Os motivos são muitos: além de ser um orgulho para o jovem e para sua família, é uma boa oportunidade de emprego, muitas vezes o primeiro; a assistência à saúde e a alimentação para esses milhares de meninos são necessidades reais, que muitos precisam; o salário abre portas para a ascensão social, permitindo até mesmo uma carreira no Exército, por meio de concursos para as escolas de formação ou cursos de Cabo e Sargentos Temporários. Na Força, há generais que deram seu primeiro passo dentro de um quartel como Soldado, inclusive como Atirador de Tiro de Guerra.
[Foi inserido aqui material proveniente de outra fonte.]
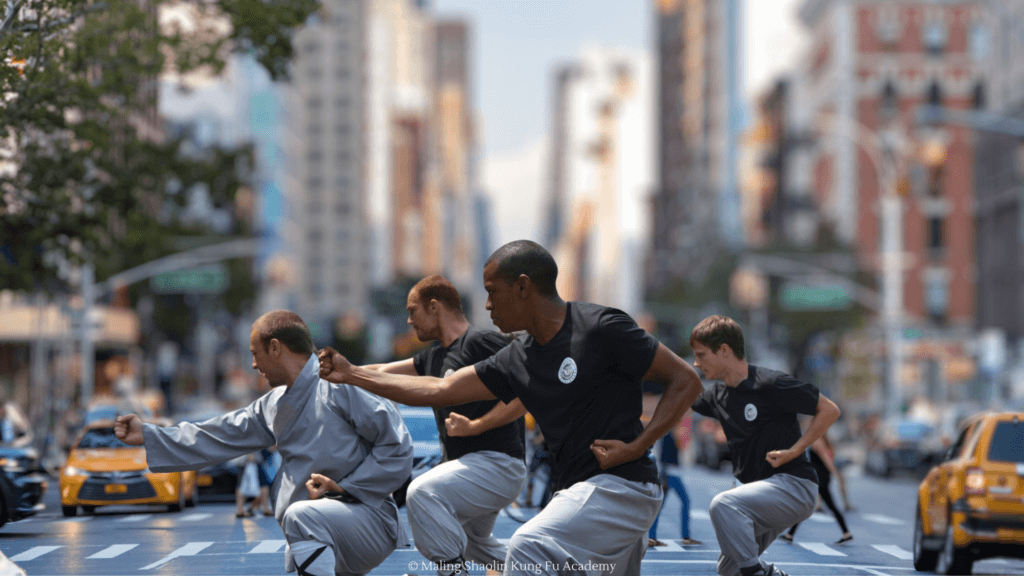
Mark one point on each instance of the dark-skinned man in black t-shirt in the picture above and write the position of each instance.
(453, 507)
(758, 410)
(578, 370)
É possível que o poeta Olavo Bilac, o patrono do Serviço Militar, ao vislumbrar da eternidade essa jornada até o generalato, orgulhe-se da defesa de suas ideias em vida.
Há outras razões que justificam mais militares para o Exército e seria ideal que isso ocorresse em cargos de recrutas, sem esquecer os dos seus comandantes. Uma razão plausível seria empregá-los em missões subsidiárias, muitas e variadas atribuídas ao Exército. Para jovens militares, esse trabalho serve como aprendizado inicial dos valores da Força e da vida, como hierarquia, disciplina e respeito à coisa pública, entre outros. Também, acredito que um aumento significativo de vagas para recrutas pode ajudar muito a nossa juventude. Percebi, vivendo uma época na Europa, que o nosso Exército é invejado pela sua juventude. Não podemos desprezar a importância da mocidade brasileira no contexto da Defesa; essa turma precisa de desafios para escapar do ostracismo da vida moderna.
Quem leu este artigo até aqui, sabe que o assunto não se esgotou. Faltou, por exemplo, questões relacionadas à tecnologia. Há uma percepção associada a esse segmento: quanto mais tecnologia, menos recursos humanos. Toda vez que algo novo é introduzido no ambiente do trabalho, uma quantidade de cargos precisa ser criada, tal como ocorre com a cibernética, aviação, comunicações, etc.; às vezes, isso sai mais caro. Essa abordagem merece um aprofundamento maior.
Finalmente, esse texto é um convite para os leitores se aprofundarem em algo importante para o País. O Exército Brasileiro deve ou não aumentar o seu efetivo? Será que, após tanto repetir, o tal paradigma não se transformará em um dogma? A meu ver, desfazer conceitos que impedem a construção da capacidade adequada de proteção do Brasil é desmontar armadilhas para as futuras gerações de brasileiros. É apenas uma ideia!